As an addiction psychiatrist at the Triad Psychiatric & Counseling Center, Dr. Reddy is proud to work at one of the only centers in his area to accept most, if not all, Medicaid and MCO/LME plans.
“Our goal is to put patient care first and everything else second,” he said.
From metropolitan to rural patients, Dr. Reddy’s team is prepared to serve people of all backgrounds. When patients enter his office, they can expect a welcoming, professional environment that takes their issues seriously, regardless of race, gender, or socioeconomic status.
“Our population is as varied as the providers that we employ. We pride ourselves on our inclusivity and acceptance of all.”
The secret to his success? According to Dr. Reddy, great care begins the moment you begin communicating with patients. His advice to providers: listen more.
“More often than not, people just need someone to take their issues seriously,” he explained. “When that therapeutic relationship is formed and solidified, moving towards positive change is much easier.”
The Triad Psychiatric & Counseling Center encourages patients to reach out if they are uninsured or underinsured, stating: “Your health matters. If our clinic isn’t on your health plan, please get in touch, and we’ll work with you to resolve the situation.”

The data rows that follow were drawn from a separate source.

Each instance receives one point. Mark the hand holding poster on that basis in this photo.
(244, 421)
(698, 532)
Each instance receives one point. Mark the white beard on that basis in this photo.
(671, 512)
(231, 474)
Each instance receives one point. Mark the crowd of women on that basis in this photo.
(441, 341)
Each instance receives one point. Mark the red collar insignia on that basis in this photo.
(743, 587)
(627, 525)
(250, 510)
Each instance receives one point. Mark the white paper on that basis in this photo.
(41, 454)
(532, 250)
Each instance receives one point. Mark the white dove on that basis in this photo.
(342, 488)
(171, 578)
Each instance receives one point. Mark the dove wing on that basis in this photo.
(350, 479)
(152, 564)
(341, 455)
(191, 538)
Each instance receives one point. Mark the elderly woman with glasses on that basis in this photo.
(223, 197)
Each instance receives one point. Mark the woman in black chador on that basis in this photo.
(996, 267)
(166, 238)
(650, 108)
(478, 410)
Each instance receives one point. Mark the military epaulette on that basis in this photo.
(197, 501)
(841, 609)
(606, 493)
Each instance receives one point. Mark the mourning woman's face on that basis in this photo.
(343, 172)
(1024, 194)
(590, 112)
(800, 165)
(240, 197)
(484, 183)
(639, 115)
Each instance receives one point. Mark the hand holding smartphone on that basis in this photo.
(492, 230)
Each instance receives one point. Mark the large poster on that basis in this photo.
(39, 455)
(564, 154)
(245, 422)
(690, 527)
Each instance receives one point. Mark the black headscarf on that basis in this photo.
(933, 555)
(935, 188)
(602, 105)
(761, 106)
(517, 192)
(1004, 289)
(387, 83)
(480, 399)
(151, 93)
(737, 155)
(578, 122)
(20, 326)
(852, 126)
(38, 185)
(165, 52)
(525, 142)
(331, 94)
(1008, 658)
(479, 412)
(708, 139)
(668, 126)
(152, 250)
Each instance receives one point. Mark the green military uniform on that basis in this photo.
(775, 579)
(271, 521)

This level of dedication to providing care for underserved populations, championing inclusivity, and eliminating barriers to access is remarkable. Dr. Reddy’s service to his community demonstrates what is possible when mental health professionals come together to prioritize patients and epitomizes what it means to be a healer.
Staying on the Cutting Edge
As someone who has worked in the field for decades, Dr. Reddy attributes part of his success to the ability to adapt to changing technologies and leverage the heightened functionality of EMR platforms like Meditab’s mental-health-specific version of IMS.
“Newer technologies come with newer challenges,” he explains. “Embracing these changes can lead to positive outcomes in patient care due to better continuity of care and more secure transmission of prescriptions to pharmacies.”
While he admits that there can be a learning curve “to uncover new and more efficient workflows to help patients,” Dr. Reddy reminds us that taking the time to learn the ins and outs of your EHR can pay dividends for mental healthcare providers.
“I would recommend Meditab to any of my colleagues wishing to begin an outpatient clinic,” he said. “They continue to add features and implementations that make running a clinic such as ours much more efficient.”